In this tutorial, you'll build an intelligent AI application by integrating Azure OpenAI with a Java Spring Boot application and deploying it to Azure App Service. You'll create a Spring Boot controller that sends a query to Azure OpenAI and sends the response to the browser.

Tip

While this tutorial uses Spring Boot, the core concepts of building a chat application with Azure OpenAI apply to any Java web application. If you're using a different hosting option on App Service, such as Tomcat or JBoss EAP, you can adapt the authentication patterns and Azure SDK usage shown here to your preferred framework.

Screenshot showing a chatbot running in Azure App Service.

In this tutorial, you learn how to:

  • Create an Azure OpenAI resource and deploy a language model.
  • Build a Spring Boot application that connects to Azure OpenAI.
  • Use dependency injection to configure the Azure OpenAI client.
  • Deploy the application to Azure App Service.
  • Implement passwordless secure authentication both in the development environment and in Azure.

Prerequisites

1. Create an Azure OpenAI resource

In this section, you'll use GitHub Codespaces to create an Azure OpenAI resource with the Azure CLI.

  1. Go to GitHub Codespaces and sign in with your GitHub account.

  2. Find the Blank template by GitHub and select Use this template to create a new blank Codespace.

  3. In the Codespace terminal, install the Azure CLI:

    curl -sL https://aka.ms/InstallAzureCLIDeb | sudo bash
    
  4. Sign in to your Azure account:

    az login
    

    Follow the instructions in the terminal to authenticate.

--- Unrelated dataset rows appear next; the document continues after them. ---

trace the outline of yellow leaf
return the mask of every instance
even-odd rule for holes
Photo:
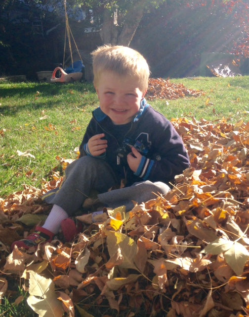
[[[62,317],[64,310],[57,299],[54,283],[34,271],[29,271],[30,296],[27,302],[40,317]]]
[[[112,228],[115,230],[119,230],[119,229],[121,227],[122,224],[123,224],[123,221],[122,220],[118,220],[117,219],[115,219],[110,216],[111,221],[110,224]]]
[[[249,259],[249,252],[246,247],[235,241],[231,247],[225,252],[224,256],[229,266],[237,275],[241,275],[245,264]]]
[[[135,257],[137,253],[136,242],[131,238],[121,232],[106,231],[108,252],[110,257],[117,253],[119,248],[123,257],[123,261],[119,266],[124,268],[137,270],[134,264]]]

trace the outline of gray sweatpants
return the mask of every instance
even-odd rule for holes
[[[111,208],[125,206],[126,211],[133,208],[132,200],[139,204],[155,198],[153,193],[164,195],[169,190],[169,187],[164,183],[147,180],[108,191],[119,181],[108,164],[100,159],[84,156],[67,167],[60,189],[46,194],[43,199],[49,204],[60,206],[71,216],[81,208],[93,190],[99,193],[98,198],[104,206]]]

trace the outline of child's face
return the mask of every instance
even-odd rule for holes
[[[145,95],[138,88],[137,80],[107,71],[100,75],[95,86],[100,108],[115,124],[130,122],[139,110]]]

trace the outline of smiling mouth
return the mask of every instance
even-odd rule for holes
[[[117,112],[124,112],[125,111],[127,111],[126,109],[113,109],[113,110]]]

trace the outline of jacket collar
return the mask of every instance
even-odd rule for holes
[[[146,109],[148,106],[149,105],[147,103],[146,100],[145,98],[143,98],[141,101],[140,109],[134,117],[133,122],[135,122],[139,120],[142,114],[145,112]],[[95,109],[92,111],[92,113],[93,116],[98,122],[101,122],[107,117],[106,114],[104,113],[102,110],[100,109],[100,107],[98,107],[96,109]]]

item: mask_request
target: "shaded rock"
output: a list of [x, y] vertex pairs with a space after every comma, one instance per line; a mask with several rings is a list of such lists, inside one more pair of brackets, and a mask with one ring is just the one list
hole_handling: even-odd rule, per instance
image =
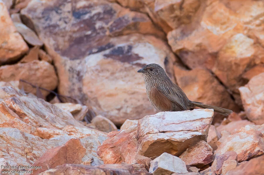
[[[192, 1], [192, 5], [200, 1]], [[260, 14], [264, 2], [217, 0], [200, 4], [196, 18], [168, 33], [169, 44], [188, 67], [211, 71], [239, 103], [237, 88], [246, 82], [242, 75], [263, 63], [264, 25]]]
[[150, 167], [150, 161], [151, 161], [150, 158], [136, 154], [135, 157], [135, 159], [136, 163], [143, 165], [145, 168], [148, 171]]
[[206, 140], [213, 114], [212, 109], [194, 109], [145, 116], [138, 124], [137, 152], [149, 157], [165, 152], [180, 156], [190, 146]]
[[35, 46], [29, 50], [28, 53], [22, 59], [19, 61], [20, 63], [27, 63], [38, 59], [38, 52], [39, 47]]
[[88, 111], [88, 107], [80, 104], [71, 103], [56, 103], [53, 104], [62, 109], [70, 113], [77, 120], [82, 120]]
[[264, 155], [250, 159], [245, 163], [241, 164], [235, 169], [231, 170], [226, 174], [226, 175], [243, 174], [260, 175], [264, 174], [263, 165], [264, 164]]
[[179, 157], [187, 165], [203, 166], [213, 162], [213, 149], [204, 140], [189, 147]]
[[[146, 15], [103, 0], [63, 5], [34, 0], [21, 13], [33, 24], [53, 59], [62, 80], [60, 94], [76, 96], [119, 125], [128, 118], [156, 112], [136, 71], [155, 62], [172, 78], [176, 58], [163, 40], [147, 35], [162, 37], [164, 33]], [[59, 21], [62, 18], [66, 23]]]
[[108, 175], [150, 175], [145, 169], [139, 164], [108, 164], [98, 167], [77, 164], [64, 164], [57, 166], [40, 174], [78, 174], [81, 172], [85, 174]]
[[207, 143], [214, 150], [217, 148], [216, 142], [218, 140], [218, 138], [216, 131], [214, 126], [211, 125], [209, 128], [209, 131], [208, 132], [208, 136], [207, 137]]
[[[208, 71], [199, 68], [184, 70], [175, 66], [174, 74], [178, 85], [190, 100], [238, 111], [224, 87]], [[224, 116], [221, 114], [216, 116], [213, 123], [221, 121]]]
[[33, 46], [41, 46], [43, 45], [43, 43], [39, 39], [34, 31], [26, 25], [16, 22], [14, 23], [14, 24], [18, 31], [27, 42]]
[[38, 56], [40, 60], [46, 61], [50, 64], [52, 63], [52, 58], [42, 49], [39, 49]]
[[[58, 78], [54, 67], [43, 61], [35, 60], [25, 63], [18, 63], [0, 67], [0, 81], [9, 81], [21, 79], [34, 85], [52, 90], [56, 88]], [[31, 85], [21, 82], [19, 87], [35, 94], [36, 90]], [[45, 97], [50, 92], [40, 90]]]
[[79, 139], [72, 138], [64, 145], [48, 150], [32, 165], [42, 168], [37, 170], [31, 169], [33, 170], [33, 174], [38, 174], [48, 169], [65, 164], [79, 164], [86, 150]]
[[248, 125], [227, 136], [216, 150], [216, 156], [228, 151], [237, 154], [237, 160], [246, 160], [264, 152], [264, 125]]
[[237, 155], [234, 151], [227, 151], [224, 154], [217, 156], [212, 165], [212, 168], [217, 174], [222, 173], [224, 162], [227, 161], [234, 160], [236, 162]]
[[248, 119], [257, 125], [264, 123], [264, 73], [254, 77], [239, 88], [243, 107]]
[[6, 7], [0, 1], [0, 65], [17, 60], [28, 47], [16, 31]]
[[235, 160], [227, 160], [223, 164], [222, 172], [223, 175], [226, 175], [229, 171], [234, 169], [237, 165], [237, 162]]
[[137, 131], [136, 126], [131, 126], [104, 141], [97, 150], [97, 154], [104, 163], [135, 163]]
[[120, 127], [120, 130], [123, 130], [127, 128], [128, 128], [130, 126], [133, 126], [134, 125], [136, 125], [138, 124], [138, 120], [129, 120], [129, 119], [127, 119], [122, 125], [122, 126]]
[[242, 75], [243, 78], [249, 80], [260, 73], [264, 72], [264, 64], [258, 64], [248, 70]]
[[153, 175], [170, 175], [173, 173], [187, 173], [186, 165], [180, 159], [164, 152], [150, 162], [149, 172]]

  5. Set environment variables for your resource group name, Azure OpenAI service name, and ___location:

    export RESOURCE_GROUP="<group-name>"
    export OPENAI_SERVICE_NAME="<azure-openai-name>"
    export APPSERVICE_NAME="<app-name>"
    export LOCATION="eastus2"
    

    Important

    The region is critical as it's tied to the regional availability of the chosen model. Model availability and deployment type availability vary from region to region. This tutorial uses gpt-4o-mini, which is available in eastus2 under the Standard deployment type. If you deploy to a different region, this model might not be available or might require a different tier. Before changing regions, consult the Model summary table and region availability to verify model support in your preferred region.

  6. Create a resource group and an Azure OpenAI resource with a custom ___domain, then add a gpt-4o-mini model:

    # Resource group
    az group create --name $RESOURCE_GROUP --___location $LOCATION
    # Azure OpenAI resource
    az cognitiveservices account create \
      --name $OPENAI_SERVICE_NAME \
      --resource-group $RESOURCE_GROUP \
      --___location $LOCATION \
      --custom-___domain $OPENAI_SERVICE_NAME \
      --kind OpenAI \
      --sku s0
    # gpt-4o-mini model
    az cognitiveservices account deployment create \
      --name $OPENAI_SERVICE_NAME \
      --resource-group $RESOURCE_GROUP \
      --deployment-name gpt-4o-mini \
      --model-name gpt-4o-mini \
      --model-version 2024-07-18 \
      --model-format OpenAI \
      --sku-name Standard \
      --sku-capacity 1
    # Cognitive Services OpenAI User role that lets the signed in Azure user to read models from Azure OpenAI
    az role assignment create \
      --assignee $(az ad signed-in-user show --query id -o tsv) \
      --role "Cognitive Services OpenAI User" \
      --scope /subscriptions/$(az account show --query id -o tsv)/resourceGroups/$RESOURCE_GROUP/providers/Microsoft.CognitiveServices/accounts/$OPENAI_SERVICE_NAME
    

Now that you have an Azure OpenAI resource, you'll create a web application to interact with it.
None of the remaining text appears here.